Ratings will be calculated by the Zurich-based European Derivatives Group (EDG), an independent training and information provider for structured products. The system recognises five risk categories ranging from one (risk averse) to five (speculative), based on value at risk (VAR) figures. Assuming an investment sum of €10,000, a 99% confidence level and a 10-day holding period, risk class one comprises products for which VAR is between €0 and €250, risk class two includes products with VAR between €250 and €750, in risk class three fall products whose VAR lies between €750 and €1250, while class four and five include VAR figures of €1250- €1750 and €1750 – €10,000 respectively. The product ratings will also be modified depending on information availability, trading, costs and the credit rating of the issuer.

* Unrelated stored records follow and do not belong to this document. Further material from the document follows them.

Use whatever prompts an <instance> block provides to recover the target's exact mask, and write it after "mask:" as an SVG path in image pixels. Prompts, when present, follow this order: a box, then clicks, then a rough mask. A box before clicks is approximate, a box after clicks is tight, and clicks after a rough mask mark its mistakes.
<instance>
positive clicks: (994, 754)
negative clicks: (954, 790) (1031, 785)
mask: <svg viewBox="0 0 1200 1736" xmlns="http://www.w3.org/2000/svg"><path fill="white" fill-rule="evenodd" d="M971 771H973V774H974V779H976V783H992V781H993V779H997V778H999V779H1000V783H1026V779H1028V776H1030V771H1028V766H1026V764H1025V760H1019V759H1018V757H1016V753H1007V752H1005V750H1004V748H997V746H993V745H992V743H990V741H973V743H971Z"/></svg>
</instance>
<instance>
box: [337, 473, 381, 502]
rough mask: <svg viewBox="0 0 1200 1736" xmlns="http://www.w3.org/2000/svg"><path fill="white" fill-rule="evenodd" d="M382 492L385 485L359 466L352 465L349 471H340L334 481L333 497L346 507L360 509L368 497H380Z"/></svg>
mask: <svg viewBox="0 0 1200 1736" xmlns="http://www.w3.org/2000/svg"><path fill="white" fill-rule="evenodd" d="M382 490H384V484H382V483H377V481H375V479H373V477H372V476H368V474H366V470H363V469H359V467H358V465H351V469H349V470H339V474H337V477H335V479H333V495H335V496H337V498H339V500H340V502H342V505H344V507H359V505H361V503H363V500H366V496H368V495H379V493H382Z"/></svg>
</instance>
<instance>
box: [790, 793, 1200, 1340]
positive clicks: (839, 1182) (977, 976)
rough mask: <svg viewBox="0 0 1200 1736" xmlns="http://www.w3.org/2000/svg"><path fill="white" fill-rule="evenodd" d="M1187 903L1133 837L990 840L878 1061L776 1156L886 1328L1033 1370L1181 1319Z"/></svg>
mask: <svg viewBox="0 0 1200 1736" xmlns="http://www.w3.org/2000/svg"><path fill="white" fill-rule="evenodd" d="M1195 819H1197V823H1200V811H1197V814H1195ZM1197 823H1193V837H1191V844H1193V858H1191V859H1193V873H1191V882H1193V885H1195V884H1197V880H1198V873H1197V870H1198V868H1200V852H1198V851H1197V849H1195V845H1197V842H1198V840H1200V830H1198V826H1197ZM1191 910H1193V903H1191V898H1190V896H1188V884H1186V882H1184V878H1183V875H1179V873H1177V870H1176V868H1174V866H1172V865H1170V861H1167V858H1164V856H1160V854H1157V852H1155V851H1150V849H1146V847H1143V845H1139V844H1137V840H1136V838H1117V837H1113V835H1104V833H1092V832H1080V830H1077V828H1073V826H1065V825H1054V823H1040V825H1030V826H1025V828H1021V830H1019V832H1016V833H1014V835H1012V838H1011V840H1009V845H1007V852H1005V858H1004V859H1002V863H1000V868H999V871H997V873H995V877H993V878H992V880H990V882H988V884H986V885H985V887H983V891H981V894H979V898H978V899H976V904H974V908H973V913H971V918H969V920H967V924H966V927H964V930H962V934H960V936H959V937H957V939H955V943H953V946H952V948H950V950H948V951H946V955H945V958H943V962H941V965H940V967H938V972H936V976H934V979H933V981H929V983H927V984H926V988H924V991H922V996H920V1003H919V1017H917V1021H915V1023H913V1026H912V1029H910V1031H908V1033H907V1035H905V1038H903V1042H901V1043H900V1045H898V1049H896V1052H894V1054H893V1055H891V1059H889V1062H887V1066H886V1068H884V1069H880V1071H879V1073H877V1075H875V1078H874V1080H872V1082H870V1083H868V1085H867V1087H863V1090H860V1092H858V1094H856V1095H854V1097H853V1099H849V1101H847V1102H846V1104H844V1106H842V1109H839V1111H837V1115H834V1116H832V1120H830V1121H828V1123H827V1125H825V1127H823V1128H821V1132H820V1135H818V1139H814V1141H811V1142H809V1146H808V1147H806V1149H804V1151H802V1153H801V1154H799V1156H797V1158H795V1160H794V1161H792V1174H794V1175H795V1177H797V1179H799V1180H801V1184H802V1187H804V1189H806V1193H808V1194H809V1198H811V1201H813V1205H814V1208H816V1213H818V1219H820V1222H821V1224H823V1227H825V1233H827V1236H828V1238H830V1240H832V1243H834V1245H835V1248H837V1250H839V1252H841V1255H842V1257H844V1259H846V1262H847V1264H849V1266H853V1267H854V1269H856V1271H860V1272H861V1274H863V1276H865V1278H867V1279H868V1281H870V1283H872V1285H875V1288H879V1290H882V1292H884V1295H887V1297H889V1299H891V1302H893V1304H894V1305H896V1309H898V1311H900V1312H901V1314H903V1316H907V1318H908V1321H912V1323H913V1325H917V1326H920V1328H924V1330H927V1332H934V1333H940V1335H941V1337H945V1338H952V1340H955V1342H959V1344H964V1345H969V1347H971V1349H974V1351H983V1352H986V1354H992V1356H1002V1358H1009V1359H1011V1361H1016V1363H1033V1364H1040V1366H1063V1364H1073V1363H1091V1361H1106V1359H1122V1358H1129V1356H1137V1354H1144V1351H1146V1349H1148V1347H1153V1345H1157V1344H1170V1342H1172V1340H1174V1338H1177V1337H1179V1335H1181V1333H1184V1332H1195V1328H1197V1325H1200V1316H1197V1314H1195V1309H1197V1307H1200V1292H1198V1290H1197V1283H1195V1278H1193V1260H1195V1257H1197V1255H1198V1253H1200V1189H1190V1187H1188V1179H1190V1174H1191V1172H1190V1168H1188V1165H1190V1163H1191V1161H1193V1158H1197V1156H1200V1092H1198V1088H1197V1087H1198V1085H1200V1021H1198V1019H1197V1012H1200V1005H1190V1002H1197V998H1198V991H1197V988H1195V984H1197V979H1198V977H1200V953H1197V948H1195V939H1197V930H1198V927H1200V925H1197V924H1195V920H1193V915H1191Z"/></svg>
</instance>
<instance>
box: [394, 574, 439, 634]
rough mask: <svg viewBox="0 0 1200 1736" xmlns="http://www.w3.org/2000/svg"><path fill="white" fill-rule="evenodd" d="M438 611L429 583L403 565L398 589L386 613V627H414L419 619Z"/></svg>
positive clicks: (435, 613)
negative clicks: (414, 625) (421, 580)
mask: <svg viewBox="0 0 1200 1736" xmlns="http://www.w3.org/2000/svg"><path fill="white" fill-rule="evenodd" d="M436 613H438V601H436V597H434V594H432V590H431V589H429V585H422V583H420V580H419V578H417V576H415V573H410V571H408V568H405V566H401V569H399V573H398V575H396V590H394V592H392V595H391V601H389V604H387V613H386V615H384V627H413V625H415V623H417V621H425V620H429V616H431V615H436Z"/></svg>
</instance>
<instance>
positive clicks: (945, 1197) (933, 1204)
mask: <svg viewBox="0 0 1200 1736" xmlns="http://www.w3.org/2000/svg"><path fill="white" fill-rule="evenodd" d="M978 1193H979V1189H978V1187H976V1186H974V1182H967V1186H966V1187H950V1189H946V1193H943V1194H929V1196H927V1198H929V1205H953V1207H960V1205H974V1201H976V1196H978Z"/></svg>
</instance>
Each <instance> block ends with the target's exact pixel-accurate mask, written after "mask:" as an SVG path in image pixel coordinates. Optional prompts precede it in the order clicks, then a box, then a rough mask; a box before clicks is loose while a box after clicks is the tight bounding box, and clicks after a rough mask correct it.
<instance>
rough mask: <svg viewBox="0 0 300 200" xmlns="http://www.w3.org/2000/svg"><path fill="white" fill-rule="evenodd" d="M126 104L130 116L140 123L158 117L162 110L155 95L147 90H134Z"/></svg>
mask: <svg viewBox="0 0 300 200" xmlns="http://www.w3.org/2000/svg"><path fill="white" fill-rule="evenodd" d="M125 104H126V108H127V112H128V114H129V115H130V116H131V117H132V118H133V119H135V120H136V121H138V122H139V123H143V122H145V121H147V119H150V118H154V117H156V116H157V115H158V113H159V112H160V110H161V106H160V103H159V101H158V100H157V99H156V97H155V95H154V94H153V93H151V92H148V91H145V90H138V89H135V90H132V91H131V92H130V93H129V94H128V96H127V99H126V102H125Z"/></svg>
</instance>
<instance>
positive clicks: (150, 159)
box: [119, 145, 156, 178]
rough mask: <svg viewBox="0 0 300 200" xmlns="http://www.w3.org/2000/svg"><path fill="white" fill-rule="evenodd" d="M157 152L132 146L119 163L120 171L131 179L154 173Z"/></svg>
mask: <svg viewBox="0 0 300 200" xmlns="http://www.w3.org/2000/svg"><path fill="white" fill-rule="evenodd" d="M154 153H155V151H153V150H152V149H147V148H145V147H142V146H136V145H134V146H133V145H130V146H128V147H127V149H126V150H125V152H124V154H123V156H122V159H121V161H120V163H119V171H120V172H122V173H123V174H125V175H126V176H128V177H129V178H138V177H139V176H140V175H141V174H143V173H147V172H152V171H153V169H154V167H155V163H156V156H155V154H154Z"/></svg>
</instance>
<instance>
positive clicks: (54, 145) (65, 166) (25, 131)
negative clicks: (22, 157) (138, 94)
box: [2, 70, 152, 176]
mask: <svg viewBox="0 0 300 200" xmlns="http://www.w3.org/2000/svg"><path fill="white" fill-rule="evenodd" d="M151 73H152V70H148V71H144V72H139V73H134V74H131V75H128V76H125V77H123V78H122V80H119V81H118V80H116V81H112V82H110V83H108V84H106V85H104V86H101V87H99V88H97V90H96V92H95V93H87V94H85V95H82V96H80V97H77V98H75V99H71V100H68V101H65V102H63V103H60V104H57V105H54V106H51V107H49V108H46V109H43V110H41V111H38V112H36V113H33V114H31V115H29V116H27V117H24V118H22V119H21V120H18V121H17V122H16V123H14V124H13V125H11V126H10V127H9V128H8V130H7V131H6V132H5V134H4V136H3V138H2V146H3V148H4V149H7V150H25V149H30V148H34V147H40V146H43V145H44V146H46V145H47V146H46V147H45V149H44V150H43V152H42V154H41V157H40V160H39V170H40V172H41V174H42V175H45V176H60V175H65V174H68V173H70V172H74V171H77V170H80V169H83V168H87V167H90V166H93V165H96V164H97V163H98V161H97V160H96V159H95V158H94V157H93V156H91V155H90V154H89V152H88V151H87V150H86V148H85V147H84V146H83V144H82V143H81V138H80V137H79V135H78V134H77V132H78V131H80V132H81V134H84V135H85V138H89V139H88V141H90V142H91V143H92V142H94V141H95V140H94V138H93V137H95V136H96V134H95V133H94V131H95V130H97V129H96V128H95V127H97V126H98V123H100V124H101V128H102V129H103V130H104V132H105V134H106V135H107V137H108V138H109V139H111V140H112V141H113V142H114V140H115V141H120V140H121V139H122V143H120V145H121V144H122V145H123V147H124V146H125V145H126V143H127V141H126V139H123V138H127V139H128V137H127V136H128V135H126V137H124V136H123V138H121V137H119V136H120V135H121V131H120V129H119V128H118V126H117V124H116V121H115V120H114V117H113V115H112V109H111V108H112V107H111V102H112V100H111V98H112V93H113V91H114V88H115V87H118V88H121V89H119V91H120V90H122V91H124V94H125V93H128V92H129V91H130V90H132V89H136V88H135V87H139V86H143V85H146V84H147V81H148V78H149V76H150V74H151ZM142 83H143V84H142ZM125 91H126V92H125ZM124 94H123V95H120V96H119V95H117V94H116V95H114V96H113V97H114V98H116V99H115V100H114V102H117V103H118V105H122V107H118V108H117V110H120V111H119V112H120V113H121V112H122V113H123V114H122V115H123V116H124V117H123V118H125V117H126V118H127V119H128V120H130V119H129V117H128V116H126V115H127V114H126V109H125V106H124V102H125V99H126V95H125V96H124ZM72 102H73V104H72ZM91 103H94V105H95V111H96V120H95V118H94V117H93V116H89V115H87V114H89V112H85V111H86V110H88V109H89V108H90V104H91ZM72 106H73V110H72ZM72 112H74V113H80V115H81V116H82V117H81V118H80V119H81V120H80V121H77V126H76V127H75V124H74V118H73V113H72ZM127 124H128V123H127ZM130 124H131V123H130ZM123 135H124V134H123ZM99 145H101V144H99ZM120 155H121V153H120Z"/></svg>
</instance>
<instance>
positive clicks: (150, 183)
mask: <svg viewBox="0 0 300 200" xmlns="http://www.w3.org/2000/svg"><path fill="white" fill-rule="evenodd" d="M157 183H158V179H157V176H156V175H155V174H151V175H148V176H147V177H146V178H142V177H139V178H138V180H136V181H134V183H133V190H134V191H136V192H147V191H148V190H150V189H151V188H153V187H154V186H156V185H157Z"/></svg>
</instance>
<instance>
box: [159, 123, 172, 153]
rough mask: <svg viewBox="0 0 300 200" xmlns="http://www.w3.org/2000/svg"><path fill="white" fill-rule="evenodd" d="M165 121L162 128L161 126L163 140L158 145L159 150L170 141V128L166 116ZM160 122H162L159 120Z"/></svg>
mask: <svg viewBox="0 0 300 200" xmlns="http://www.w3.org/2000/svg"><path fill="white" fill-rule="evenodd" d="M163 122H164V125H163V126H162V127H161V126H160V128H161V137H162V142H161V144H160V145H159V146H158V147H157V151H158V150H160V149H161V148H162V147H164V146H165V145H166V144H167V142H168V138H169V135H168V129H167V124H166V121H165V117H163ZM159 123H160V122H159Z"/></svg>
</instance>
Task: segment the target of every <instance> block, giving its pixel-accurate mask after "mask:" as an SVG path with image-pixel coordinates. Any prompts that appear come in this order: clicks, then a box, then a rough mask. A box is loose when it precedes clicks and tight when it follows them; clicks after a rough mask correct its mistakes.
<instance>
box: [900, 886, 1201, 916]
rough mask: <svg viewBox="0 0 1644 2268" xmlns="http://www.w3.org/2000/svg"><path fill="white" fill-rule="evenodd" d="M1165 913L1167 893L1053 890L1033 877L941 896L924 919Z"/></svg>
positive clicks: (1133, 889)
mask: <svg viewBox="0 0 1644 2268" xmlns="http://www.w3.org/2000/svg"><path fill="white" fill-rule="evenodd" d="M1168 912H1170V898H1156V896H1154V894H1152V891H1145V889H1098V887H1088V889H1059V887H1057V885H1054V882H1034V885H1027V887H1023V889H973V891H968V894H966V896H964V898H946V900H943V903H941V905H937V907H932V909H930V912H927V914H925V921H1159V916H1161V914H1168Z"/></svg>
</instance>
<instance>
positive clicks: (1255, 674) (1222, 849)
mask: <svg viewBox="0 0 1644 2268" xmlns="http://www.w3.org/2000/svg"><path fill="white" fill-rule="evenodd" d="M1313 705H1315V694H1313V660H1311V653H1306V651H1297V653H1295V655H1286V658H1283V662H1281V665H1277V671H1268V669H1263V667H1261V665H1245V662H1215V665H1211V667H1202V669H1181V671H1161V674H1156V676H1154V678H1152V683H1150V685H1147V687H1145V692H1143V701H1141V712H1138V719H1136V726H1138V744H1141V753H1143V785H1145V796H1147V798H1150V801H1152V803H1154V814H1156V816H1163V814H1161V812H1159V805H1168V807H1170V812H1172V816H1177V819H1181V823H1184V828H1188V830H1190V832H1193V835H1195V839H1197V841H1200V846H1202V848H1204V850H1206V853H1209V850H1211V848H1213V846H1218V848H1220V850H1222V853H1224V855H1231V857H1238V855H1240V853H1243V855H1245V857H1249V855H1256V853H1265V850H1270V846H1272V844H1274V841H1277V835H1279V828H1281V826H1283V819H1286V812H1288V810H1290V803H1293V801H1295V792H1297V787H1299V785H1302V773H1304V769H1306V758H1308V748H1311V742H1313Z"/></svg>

While some of the factors influencing the ratings are expected to be fairly stable, such as information availability, which indicates the ease with which product information can be found on issuer’s websites, or the issuer's credit rating, changes in market parameters can have significant consequences for certificates. For that reason, the ratings will be updated on a monthly basis, with the possibility of shorter frequencies in extreme situations.
It is therefore possible that as, for example, market conditions deteriorate, a product will move from risk class one into risk class three, acting as a warning sign for fund managers. One example would be a bonus certificate, which is a barrier certificate with a bonus feature. If the barrier is knocked in, the certificate redeems in the shares in the underlying. In a falling market, as long as the certificate does not hit the barrier, its price will not change. However, the closer the market falls towards the barrier, the riskier the product becomes and at some point it could prove wise to sell the certificate. The rating will flag these increasing risk stages.
The certificate rating system has been developed at a number of German universities, including the Otto Beisheim School of Management in Vallendar. It is also promoted by the Deutscher Derivate Verband (DDV), the country’s derivatives association and, while it is not obligatory for German structured product providers to participate in the process, feedback from banks has so far been positive, according to the system’s developers. The system has been designed and is expected to be up and running by the middle of 2008.